Art. 154-A. Invadir dispositivo informático de uso alheio, conectado ou não à rede de computadores, com o fim de obter, adulterar ou destruir dados ou informações sem autorização expressa ou tácita do usuário do dispositivo ou de instalar vulnerabilidades para obter vantagem ilícita:
Pena – reclusão, de 1 (um) a 4 (quatro) anos, e multa.
§ 1º Na mesma pena incorre quem produz, oferece, distribui, vende ou difunde dispositivo ou programa de computador com o intuito de permitir a prática da conduta definida no caput.
§ 2º Aumenta-se a pena de 1/3 (um terço) a 2/3 (dois terços) se da invasão resulta prejuízo econômico.

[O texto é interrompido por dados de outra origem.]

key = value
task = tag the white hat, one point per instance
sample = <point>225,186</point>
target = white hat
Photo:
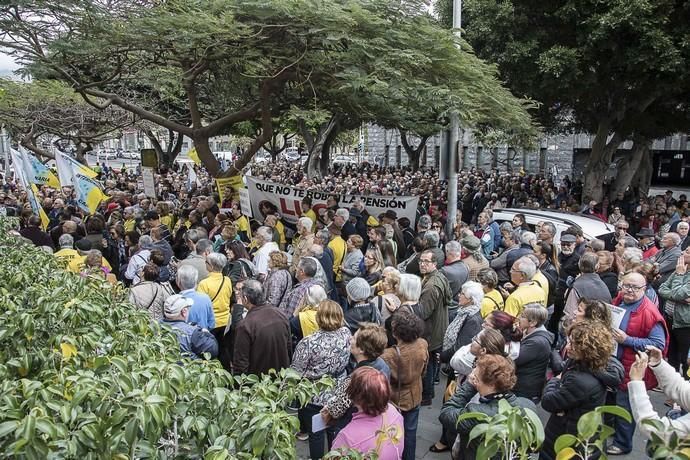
<point>174,304</point>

§ 3º Se da invasão resultar a obtenção de conteúdo de comunicações eletrônicas privadas, segredos comerciais ou industriais, informações sigilosas, assim definidas em lei, ou o controle remoto não autorizado do dispositivo invadido:
Pena – reclusão, de 2 (dois) a 5 (cinco) anos, e multa.
§ 4º Na hipótese do § 3o, aumenta-se a pena de um a
dois terços se houver divulgação, comercialização ou transmissão a terceiro, a
qualquer título, dos dados ou informações obtidos.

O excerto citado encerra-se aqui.